Hughes beat competitors from Swaziland, Zimbabwe and South African to win the tournament, adding to his other titles which include the Greg Norman Golf Foundation, Bellini Championship, Invarril Championship and Saint the Gallip Championship he won in Australia early this year.
The excited youngster told the Sunday Express that he was very happy to emerge victorious in Mpumalanga, while also revealing his ambition to become a professional golfer.
“It felt very good to beat the other kids from different countries, and win the competition. I will keep on working hard to make sure I eventually fulfill my dream of becoming a professional golfer,” he said.
Hughes, who said his role-models include American golfer Tiger Woods and Adam Scott of Australia, told the Sunday Express his love for the sport started when he was only two years of age.
“I started playing golf at the age of two and I have never looked back,” Hughes said.
After winning in Mpumalanga last weekend, Hughes qualified for the main tournament to be held in December and May next year in Scotland, but unfortunately, he would not be going due to lack of funds.

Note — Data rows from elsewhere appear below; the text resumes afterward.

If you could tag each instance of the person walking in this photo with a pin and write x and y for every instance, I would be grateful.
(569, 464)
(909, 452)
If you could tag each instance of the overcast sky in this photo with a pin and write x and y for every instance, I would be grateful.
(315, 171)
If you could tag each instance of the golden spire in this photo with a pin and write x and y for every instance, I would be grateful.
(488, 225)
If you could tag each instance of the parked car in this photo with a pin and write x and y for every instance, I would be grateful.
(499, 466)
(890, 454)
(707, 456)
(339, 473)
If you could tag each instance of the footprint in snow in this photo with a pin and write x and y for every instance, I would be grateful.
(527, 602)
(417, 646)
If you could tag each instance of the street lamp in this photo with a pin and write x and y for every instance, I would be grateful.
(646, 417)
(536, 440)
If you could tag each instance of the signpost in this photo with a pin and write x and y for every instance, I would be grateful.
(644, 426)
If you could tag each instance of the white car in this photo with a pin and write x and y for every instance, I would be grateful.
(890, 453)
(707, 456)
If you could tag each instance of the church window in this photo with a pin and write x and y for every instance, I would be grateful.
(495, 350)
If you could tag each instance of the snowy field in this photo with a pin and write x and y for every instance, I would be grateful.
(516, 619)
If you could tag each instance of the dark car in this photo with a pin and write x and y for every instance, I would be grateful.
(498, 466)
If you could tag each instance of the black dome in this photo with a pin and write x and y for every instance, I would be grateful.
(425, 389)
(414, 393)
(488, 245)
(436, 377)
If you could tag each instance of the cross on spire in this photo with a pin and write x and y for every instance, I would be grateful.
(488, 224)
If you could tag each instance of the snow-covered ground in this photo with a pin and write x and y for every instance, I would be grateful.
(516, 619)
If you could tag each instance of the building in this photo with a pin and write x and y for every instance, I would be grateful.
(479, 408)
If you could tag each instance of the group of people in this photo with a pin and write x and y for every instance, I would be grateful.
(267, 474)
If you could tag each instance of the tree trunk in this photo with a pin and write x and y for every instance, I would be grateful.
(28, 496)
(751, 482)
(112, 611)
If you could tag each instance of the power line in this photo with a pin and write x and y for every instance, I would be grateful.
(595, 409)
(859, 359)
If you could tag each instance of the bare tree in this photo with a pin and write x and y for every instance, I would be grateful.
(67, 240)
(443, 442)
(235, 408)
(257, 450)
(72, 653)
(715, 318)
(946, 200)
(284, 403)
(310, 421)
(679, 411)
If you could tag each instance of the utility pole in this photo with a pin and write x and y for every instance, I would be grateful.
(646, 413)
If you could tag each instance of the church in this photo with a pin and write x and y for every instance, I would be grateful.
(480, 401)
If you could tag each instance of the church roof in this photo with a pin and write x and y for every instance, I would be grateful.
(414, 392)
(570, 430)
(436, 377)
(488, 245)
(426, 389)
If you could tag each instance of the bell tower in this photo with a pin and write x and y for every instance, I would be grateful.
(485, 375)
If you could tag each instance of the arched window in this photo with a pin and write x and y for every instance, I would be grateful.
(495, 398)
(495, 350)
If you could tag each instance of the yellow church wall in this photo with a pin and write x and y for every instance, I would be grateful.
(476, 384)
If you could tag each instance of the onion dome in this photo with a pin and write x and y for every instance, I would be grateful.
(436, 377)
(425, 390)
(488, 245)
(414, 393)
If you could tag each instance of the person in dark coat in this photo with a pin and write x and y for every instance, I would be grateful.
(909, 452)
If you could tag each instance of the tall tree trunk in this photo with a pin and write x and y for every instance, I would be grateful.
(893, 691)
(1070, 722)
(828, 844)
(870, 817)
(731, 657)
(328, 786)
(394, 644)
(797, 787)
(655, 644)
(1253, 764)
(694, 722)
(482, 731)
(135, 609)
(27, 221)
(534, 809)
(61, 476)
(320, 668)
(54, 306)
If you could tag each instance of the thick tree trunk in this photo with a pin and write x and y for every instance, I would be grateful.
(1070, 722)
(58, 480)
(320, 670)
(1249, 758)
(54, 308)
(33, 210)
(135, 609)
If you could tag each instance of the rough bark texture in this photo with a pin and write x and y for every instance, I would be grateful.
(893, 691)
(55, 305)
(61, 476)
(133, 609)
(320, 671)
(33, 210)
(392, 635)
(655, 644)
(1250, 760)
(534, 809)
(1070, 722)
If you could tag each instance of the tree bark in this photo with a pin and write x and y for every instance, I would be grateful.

“I’m working so hard to become a professional golfer and based on what I have achieved so far, and how I am enjoying the sport, I don’t think I am far from achieving my dream.”
Hughes further said he started taking part in big tournaments in 2011.
“Since then, I have been playing in different competitions in Africa and Europe, which has helped build my confidence.
“I have played in Sudan, Congo, Zambia, and Australia over the past few months and grown from tournament to tournament.”
Asked how he has managed to cope considering his age, Hughes said his determination to succeed had seen him overcome the many challenges he has faced.
“Playing golf is not easy, especially since I also have schoolwork to take care of. But I have managed to make it because of sheer determination; it really feels good to win such tournaments because that is where I will get to be known and make my name.
“I travel a lot and have only been in Lesotho for three months and have a very good mentor in Motlalentoa Moloi, who has been helping me a lot to improve my game.”
Moloi, who is a professional golfer, told the Sunday Express that Hughes had the potential to become a major success in the sport.
“He is a very good player for his age, and can only get better as he grows older,” Moloi said.
“Golf is one of the most difficult sports to play and I really feel honoured to be involved with such a talented kid.”